Monday, April 10, 2006, 12:00 noon
Lower Stretch Spanning Trees
Michael Elkin, Ben-Gurion University

DIS - Department of Computer and System Sciences
Room C3, second floor

Abstract:

In a seminal paper of Alon, Karp, Peleg and West, 1992, the authors considered the problem of constructing a spanning tree T with a low average stretch for a given undirected possibly weighted n-vertex graph G = (V,E).

For an edge e = {u,w} in E, the **stretch** of e with respect to T, denoted str(e,T), is the ratio between the distances between u and w in T and in G. The **average-stretch** of a tree T is

    avgstr(T) = (1/|E|) * \sum_{e \in E} str(e,T).

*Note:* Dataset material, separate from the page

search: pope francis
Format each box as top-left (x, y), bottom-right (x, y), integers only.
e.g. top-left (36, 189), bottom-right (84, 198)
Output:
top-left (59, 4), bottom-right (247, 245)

Alon et al. showed that for every graph G there exists a spanning tree T with avgstr(T) = exp{O(\sqrt{\log n \log\log n})}, and that there exist (infinitely many) graphs G such that for every spanning tree T for G, avgstr(T) = \Omega(\log n). Closing the gap between the upper and lower bounds of Alon et al. is a challenging open problem.

In a recent joint work with Emek, Spielman and Teng we showed an upper bound of O(\log^2 n \log\log n) for the problem. Our techniques were also used by Dhamdhere, Gupta and Racke to further improve the upper bound to O(\log^2 n). In this talk I will show an outline of the proofs of  improved bounds, and present some directions for future work.